A number of treatment options are given if you have suicidal thoughts but are not in immediate danger. Some of these can include:
Psychotherapy: working with a therapist to identify the cause of the suicidal feelings and manage them. This can include involving family, so they are aware and help to better understand their family member’s situation. When there is a high risk of a suicide attempt, it might be necessary that there is a higher level of care, such as hospitalization or intense outpatient therapy. It is important for an individual to go seek consistent therapy. A person who continues treatment after passing a crisis will be able to explore prevention methods towards suicidal ideation, and self-harm as long as they are consistent of their coping strategies.
Medications: this can treat the underlying cause, such as depression. Some of these medications can include anti-depressants, anti-anxiety, and anti-psychotic medication.

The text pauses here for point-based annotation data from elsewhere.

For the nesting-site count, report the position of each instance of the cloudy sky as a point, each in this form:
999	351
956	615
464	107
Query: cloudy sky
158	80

Anti-depressants: a type of medication that helps relieve symptoms of depression, anxiety, and other conditions. The goal is to correct any chemical imbalances in the brain responsible for mood and mood regulation. Different classes of medications work differently in the brain. Some work better than others depending on the individual, their age, their reaction to the medication, and what medications are available to them. As with all kinds of medications, side effects exist for all types of antidepressants and must be discussed with their mental health care provider to mitigate these side effects. Antidepressants also carry the risk of abuse and addiction if they are mishandled.
Anti-anxiety: a type of medication that helps relieve the symptoms of acute anxiety, such as panic attacks. These medications for immediate relief include benzodiazepines. As with all kinds of medication, there are side effects such as drowsiness, irritability, memory, and attention problems. They also carry the risk of physical dependency or abuse. Another type of medication is Buspirone which has fewer side effects and physical dependence but may not be as effective as the benzodiazepines.
Anti-psychotics: this is more focused when the underlying cause is psychiatric disorders such as schizophrenia or bipolar disorder
Lifestyle Changes: improving sleep, eating and exercise habits, managing stress, and having a support network. Finding a reason for hope is essential; instead of engaging in self-destructive behavior, an individual needs to work through positive behaviors.
Many resources are available, such as crisis centers, health care professionals, family, friends, and colleagues. If you are looking to help a suicidal person, be aware of their needs and permission in seeking help. Prevention can also include limiting access to the methods of suicide and early identification and management. The WHO endorses World Suicide Prevention Day and focuses on the need for action to address the issues. They have published resources aimed to reduce the global suicide rate as well as educate the media in responsible reporting when referencing suicide. While there is an overlap between self-injury and suicide, it is a complicated relationship. Most people do not intend to commit suicide when they have non-suicidal self-harm, but it could have gotten out of control or become addicted to the behaviour, which can lead to suicide attempts. If you feel like you or someone you know may be experiencing symptoms of suicide or self-harm thoughts, please seek help from a qualified health care professional, family member, or friend. Suicide is preventable. Reach out for help; you are not alone.